# How to fish with jigs



## bass427 (May 4, 2013)

Any advice on how to fish with a jig for largemouth? Many people say its great but have never had any luck. I go to it but quickly change it up to something I know i can catch bass on. What kind? What kind of trailer? And how to fish with it? Deep or shallow? I am fishing in Rhode Island. Will this affect the bite at all?\
Thanks


----------



## redbug (May 5, 2013)

fish the jug anyplace you would fish a worm the big thing is you said you quickly change you need to stick with it 
when i wanted to learn i went fishing for the day and left all my tackle home but jigs and trailers as i too wouldnt stick with the jig but after having my tail handed to me by the guy in the front of the boat by a jig i needed to learn how he caught 18 keepers all on jig i caught 6 on worms


----------



## stevesecotec02 (May 5, 2013)

A black and blue jig with a rage craw trailer is one of my best baits. 3/8 oz is a good all around weight. Just throw it to cover and watch for a hit as the lure falls to the bottom. If no strikes on the fall shake it a little bit and see if something picks it up. If still no takers start hopping it back to u. After u fish it for awhile u will learn to feel the diffrence betwwen logs and fish.


----------



## mikejames (May 6, 2013)

I have been having really good luck with the Bitsy Bug and Chigger Craws, fishing them just like Steve said. 
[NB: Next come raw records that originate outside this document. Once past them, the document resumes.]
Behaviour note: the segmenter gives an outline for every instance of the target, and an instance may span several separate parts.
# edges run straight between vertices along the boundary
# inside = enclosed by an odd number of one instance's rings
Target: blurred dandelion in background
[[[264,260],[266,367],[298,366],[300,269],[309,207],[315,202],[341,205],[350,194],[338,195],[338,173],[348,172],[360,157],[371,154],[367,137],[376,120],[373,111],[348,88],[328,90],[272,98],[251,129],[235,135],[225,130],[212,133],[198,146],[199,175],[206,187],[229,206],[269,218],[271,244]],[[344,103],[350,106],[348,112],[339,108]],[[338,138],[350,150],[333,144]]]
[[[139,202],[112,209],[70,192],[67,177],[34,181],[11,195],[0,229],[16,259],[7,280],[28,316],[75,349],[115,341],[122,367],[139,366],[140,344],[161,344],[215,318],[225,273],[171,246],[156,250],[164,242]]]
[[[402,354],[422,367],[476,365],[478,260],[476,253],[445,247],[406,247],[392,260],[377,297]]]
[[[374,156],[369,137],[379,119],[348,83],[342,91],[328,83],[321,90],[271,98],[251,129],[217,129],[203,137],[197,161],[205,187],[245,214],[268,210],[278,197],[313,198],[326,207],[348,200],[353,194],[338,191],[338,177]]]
These I have the best luck with Pumpkin craw and Watermelon. 
https://www.basspro.com/Strike-King-Bitsy-Bug-Mini-Jig/product/20152/

These watermelon spice
https://www.dickssportinggoods.com/product/index.jsp?productId=13358905&lmdn=Species&cp=4406646.4413993.4414792

Here are a few pictures of the bigger catches from Stonewall Jackson Lake in Lewis County, West Virginia my buddy caught using those jigs while we were out Saturday.






7lb




5lb




4 3/4lb


----------



## Jim (May 6, 2013)

Start small, 1/4 ounce in my opinion and a small real pork trailer. Fish Slowwwwwwwwwwww. That is key to feeling it on the bottom and when it hits wood, rocks....etc


----------



## Jim (May 6, 2013)

nice fish mikejames! :beer:


----------



## chrispy186 (May 10, 2013)

Bass427, where do you fish in RI? I am in RI also, and there are some places around here that are picky about which jig you are throwing and when.


----------



## fish devil (May 11, 2013)

:twisted: Learn how to pitch/flip jigs to cover. You will be fishing shallow around brush, pads, reeds etc. Equipment will be heavy action, at least a 7 6" rod. I use 50lb braid. Largemouth love heavy cover, so you need to get the jig into those areas.


----------



## bass427 (May 19, 2013)

I fish Burrillville area. All different lakes jig never works. Or I don't work the jig right I suppose


----------



## Recon (May 21, 2013)

They work in PA. Got this one on Saturday with a pumpkin colored one.


----------



## ebcdave (May 25, 2013)

[url=https://www.tinboats.net/forum/viewtopic.php?p=315312#p315312 said:


> bass427 » 19 May 2013, 22:14[/url]"]I fish Burrillville area. All different lakes jig never works. Or I don't work the jig right I suppose


Pitch or flip the jig low to the water with as little splash as possible in stained water. Hop it, shake it, and pause it. When the jig bite is on, the bass will pick it up on the way down. Watch for line movement and cross his eyes. If the water is clear make longer cast and work the jig in cover or on structure. There has to be cover or a bottom feature to increase your success. Do like the man says and leave all the other tackle at home. Watch how a good jig fisherman works his bait. Good luck. Keep'er Wet, Dave


----------



## BDS05 (Jul 1, 2013)

[url=https://www.tinboats.net/forum/viewtopic.php?p=313381#p313381 said:


> stevesecotec02 » 05 May 2013, 17:31[/url]"]A black and blue jig with a rage craw trailer is one of my best baits. 3/8 oz is a good all around weight. Just throw it to cover and watch for a hit as the lure falls to the bottom. If no strikes on the fall shake it a little bit and see if something picks it up. If still no takers start hopping it back to u. After u fish it for awhile u will learn to feel the diffrence betwwen logs and fish.


X2


----------